The Welsh Ambulance Service was among the British trusts at which staff voted to hold industrial action, and there is now the prospect of strikes before Christmas.

In Wales, the Welsh Government said the outcome was regrettable but ministers could understand union member's feelings.

"We recognise why so many ambulance workers voted the way they did and the anger and disappointment many public sector workers are feeling at the moment," a spokesperson for the Welsh Government said.

The fault for the current situation, they added, was down to the budgets allocated to Wales by the UK Government.

"We believe our emergency services should be fairly rewarded for their important work but our current financial settlement falls far short of what is needed to meet the very significant challenges faced by our public services and workers across Wales," the Welsh Government spokesperson said.

The Welsh Conservatives said it was "disappointing to see some unions vote to strike meaning we will see ambulance service staff stop working during the winter".

Shadow health minister Russell George challenged the Welsh Government's claims that it was Westminster-set budgets that were to blame for the result of the strike ballot in Wales.

"Let there be no doubt that, in Wales, it was the pay offer of the Labour government in Cardiff Bay that was rejected," he said.

"Anybody, including unions, that seek to lay the blame at the door of someone else is doing the public and striking workers an injustice.

"Nurses have already voted to strike in all but one health board in Wales and it is astonishing the Labour health minister has still not met with them to negotiate – hopefully the case won’t be the same for ambulance workers.

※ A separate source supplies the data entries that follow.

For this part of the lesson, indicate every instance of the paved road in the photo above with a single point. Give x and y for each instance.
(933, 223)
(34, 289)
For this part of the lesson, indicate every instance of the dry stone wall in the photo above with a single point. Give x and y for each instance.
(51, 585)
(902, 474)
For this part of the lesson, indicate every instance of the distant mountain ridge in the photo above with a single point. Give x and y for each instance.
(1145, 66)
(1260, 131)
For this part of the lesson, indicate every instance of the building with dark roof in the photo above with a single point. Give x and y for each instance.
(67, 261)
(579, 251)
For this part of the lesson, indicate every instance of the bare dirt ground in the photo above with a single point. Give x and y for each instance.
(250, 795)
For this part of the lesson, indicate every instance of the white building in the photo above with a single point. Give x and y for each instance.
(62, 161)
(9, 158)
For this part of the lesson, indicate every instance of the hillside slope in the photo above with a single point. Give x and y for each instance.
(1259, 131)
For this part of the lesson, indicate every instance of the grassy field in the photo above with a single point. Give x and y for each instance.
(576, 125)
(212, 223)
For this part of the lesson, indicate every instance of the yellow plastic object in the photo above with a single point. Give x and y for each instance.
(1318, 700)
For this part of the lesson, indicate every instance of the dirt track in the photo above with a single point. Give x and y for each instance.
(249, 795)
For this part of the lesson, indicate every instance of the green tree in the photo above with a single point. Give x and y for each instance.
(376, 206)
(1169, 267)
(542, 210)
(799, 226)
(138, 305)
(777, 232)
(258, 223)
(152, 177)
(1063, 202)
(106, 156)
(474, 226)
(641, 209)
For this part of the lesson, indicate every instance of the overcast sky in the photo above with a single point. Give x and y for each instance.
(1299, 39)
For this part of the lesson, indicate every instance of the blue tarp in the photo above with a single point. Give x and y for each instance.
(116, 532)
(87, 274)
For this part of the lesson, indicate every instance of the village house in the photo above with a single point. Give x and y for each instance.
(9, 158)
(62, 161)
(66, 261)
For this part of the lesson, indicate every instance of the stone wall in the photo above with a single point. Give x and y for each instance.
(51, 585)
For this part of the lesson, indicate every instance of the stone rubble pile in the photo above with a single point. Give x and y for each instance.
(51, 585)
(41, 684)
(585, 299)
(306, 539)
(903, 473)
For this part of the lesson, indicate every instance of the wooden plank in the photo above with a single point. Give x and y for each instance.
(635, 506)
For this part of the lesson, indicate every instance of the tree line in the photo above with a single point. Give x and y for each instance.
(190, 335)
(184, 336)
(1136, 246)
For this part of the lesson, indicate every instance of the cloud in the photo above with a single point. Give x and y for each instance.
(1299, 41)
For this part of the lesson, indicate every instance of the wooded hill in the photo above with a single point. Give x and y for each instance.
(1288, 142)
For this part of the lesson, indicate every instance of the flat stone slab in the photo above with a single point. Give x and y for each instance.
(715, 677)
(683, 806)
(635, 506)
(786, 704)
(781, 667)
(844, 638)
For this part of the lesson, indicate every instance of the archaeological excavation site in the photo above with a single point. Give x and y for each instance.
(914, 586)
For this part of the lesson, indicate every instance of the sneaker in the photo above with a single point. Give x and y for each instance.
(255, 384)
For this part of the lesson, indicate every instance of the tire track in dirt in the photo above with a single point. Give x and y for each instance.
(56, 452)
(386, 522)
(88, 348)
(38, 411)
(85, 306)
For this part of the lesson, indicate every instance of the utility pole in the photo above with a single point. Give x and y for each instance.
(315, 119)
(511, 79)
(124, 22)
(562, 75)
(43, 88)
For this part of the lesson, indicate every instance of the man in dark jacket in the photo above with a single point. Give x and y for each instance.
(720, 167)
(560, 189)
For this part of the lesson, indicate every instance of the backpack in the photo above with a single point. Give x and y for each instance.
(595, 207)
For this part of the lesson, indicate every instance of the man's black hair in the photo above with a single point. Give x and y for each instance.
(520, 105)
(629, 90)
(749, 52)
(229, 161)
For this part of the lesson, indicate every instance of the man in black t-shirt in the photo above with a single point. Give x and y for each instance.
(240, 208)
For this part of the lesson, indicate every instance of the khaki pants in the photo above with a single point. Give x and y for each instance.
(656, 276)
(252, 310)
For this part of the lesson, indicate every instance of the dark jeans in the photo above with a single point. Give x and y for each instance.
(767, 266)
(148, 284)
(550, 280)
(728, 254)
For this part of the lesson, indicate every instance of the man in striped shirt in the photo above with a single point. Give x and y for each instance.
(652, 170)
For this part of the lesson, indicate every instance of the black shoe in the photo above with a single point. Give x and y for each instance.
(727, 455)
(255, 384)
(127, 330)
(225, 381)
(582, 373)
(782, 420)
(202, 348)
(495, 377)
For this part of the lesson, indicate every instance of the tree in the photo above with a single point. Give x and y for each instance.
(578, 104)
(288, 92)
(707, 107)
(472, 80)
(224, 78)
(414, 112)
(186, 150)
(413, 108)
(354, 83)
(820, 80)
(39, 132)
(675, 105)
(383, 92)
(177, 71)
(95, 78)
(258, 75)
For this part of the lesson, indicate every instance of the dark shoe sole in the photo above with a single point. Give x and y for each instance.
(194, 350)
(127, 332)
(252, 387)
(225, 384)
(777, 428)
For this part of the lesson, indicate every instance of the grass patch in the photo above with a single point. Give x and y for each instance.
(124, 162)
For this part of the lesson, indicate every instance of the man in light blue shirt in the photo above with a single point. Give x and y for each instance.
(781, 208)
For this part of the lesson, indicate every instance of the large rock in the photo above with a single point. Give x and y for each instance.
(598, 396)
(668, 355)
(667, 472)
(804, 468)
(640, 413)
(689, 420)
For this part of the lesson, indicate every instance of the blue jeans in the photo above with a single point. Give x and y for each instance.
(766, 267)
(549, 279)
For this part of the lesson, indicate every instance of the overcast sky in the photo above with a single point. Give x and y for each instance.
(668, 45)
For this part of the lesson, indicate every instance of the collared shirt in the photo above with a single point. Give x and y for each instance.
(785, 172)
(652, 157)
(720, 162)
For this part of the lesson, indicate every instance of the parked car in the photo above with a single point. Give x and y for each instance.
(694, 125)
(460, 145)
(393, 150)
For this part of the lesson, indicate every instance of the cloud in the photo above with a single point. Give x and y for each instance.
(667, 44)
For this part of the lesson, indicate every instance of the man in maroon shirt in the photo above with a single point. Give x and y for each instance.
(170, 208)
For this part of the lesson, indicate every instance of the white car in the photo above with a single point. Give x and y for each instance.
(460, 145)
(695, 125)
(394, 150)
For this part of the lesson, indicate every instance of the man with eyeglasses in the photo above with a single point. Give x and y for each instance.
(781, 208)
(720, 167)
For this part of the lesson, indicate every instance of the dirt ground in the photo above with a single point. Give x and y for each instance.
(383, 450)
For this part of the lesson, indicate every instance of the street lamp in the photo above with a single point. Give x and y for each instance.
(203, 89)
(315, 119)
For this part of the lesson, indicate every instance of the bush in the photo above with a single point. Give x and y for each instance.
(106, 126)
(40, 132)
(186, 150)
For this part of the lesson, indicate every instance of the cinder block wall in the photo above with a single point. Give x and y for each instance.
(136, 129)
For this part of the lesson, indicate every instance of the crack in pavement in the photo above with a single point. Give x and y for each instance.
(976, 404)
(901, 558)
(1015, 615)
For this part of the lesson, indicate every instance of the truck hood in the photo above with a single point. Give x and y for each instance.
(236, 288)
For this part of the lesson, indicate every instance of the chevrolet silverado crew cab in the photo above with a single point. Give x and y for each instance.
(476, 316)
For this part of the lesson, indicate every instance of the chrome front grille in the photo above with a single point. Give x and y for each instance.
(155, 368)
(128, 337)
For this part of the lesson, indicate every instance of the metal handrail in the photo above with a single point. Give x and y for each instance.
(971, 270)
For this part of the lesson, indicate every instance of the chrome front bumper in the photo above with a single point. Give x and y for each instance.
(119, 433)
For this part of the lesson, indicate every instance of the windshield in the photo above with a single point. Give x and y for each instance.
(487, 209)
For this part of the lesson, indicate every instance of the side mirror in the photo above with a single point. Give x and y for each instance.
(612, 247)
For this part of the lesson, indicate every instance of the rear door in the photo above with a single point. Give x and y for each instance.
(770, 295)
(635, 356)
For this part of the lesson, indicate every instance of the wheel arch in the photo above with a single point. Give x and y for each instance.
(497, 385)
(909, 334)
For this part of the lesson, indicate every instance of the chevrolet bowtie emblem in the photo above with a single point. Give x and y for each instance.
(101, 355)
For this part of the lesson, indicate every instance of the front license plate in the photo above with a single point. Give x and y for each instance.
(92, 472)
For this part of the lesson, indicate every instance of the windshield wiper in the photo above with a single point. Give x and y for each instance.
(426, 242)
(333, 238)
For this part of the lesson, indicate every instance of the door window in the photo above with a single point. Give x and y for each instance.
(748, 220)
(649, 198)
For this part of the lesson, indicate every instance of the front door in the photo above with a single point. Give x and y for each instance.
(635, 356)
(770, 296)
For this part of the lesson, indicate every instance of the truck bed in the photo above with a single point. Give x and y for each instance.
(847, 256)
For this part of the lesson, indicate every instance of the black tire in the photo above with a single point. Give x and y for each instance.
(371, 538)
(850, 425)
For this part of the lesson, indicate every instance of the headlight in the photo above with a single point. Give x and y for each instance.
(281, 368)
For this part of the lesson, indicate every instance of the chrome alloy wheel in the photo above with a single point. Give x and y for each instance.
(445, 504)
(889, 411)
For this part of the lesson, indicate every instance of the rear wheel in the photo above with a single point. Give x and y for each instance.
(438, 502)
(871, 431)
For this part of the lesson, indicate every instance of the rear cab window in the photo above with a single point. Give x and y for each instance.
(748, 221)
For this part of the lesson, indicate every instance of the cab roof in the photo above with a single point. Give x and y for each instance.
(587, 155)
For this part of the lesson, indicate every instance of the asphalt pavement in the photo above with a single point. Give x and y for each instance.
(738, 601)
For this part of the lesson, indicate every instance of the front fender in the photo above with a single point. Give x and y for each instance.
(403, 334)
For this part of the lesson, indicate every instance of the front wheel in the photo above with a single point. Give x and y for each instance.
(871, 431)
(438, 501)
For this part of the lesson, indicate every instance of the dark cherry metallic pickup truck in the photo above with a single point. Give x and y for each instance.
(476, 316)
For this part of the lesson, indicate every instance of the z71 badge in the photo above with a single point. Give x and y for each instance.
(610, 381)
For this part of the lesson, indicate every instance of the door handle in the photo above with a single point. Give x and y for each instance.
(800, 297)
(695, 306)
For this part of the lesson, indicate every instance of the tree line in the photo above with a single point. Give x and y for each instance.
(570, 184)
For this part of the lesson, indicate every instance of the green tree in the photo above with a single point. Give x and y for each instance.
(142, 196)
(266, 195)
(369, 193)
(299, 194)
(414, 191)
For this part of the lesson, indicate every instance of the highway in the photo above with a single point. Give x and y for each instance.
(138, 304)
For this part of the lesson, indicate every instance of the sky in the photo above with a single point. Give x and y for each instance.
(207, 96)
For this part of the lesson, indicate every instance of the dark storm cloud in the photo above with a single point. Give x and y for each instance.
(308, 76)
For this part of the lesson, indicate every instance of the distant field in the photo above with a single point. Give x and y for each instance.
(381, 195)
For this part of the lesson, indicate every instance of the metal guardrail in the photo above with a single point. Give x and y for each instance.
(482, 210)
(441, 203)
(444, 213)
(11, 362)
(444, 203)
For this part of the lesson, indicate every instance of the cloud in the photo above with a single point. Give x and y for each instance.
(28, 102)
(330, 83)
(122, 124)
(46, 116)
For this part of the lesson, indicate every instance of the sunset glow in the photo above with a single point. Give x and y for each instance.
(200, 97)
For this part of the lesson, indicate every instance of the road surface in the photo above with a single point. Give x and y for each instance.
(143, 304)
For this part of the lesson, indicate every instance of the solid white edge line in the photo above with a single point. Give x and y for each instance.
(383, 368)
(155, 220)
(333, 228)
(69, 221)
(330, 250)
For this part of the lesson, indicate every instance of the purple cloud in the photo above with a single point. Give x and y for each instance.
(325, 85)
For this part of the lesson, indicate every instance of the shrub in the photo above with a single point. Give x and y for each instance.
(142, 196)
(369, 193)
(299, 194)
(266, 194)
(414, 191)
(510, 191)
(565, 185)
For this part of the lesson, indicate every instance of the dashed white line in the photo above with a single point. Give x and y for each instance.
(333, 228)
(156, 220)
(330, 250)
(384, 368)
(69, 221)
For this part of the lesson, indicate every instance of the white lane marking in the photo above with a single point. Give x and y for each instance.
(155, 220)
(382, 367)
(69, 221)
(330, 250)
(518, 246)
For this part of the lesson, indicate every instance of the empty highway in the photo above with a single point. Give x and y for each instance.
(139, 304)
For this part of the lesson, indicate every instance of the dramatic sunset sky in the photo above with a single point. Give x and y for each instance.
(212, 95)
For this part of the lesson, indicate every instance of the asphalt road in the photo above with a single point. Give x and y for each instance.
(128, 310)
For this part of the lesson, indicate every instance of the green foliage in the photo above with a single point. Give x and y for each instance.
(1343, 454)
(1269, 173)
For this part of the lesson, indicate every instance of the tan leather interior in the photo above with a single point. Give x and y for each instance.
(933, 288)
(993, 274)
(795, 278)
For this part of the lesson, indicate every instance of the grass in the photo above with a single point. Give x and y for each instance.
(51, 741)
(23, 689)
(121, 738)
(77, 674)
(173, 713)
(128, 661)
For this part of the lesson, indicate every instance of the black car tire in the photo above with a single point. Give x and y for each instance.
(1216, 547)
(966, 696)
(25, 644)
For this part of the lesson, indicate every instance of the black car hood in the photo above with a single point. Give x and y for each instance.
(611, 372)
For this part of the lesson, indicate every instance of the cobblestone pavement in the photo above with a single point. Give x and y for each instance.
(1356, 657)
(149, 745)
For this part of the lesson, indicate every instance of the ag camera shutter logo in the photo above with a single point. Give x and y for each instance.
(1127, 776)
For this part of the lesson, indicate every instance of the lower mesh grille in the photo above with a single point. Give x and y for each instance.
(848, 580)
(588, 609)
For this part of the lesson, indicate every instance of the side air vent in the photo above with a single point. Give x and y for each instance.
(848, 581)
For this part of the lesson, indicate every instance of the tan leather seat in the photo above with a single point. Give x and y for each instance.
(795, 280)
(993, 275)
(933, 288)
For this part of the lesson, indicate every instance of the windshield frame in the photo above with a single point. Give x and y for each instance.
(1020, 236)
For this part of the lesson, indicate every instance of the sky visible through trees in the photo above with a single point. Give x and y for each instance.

"Patients and staff need action from the Labour government to bring this situation to a swift and fair resolution and I urge them get around the negotiating table now."

Similarly, the Welsh Liberal Democrat leader Jane Dodds, who holds her party's one Senedd seat, said: "As industrial action goes, this is possibly the most alarming in terms of the potential risk to life but who can blame our hard-pressed ambulance staff given the conditions they face and their reasonable pay demands?

"The Welsh Labour government must negotiate with the unions in order to reach a fair compromise and ensure life-saving services operate at full capacity during the winter."

The Welsh Government spokesperson, meanwhile, said talks with unions would continue.

They said: "We value social partnership and we continue to meet the trade unions to discuss a range of issues affecting the workforce."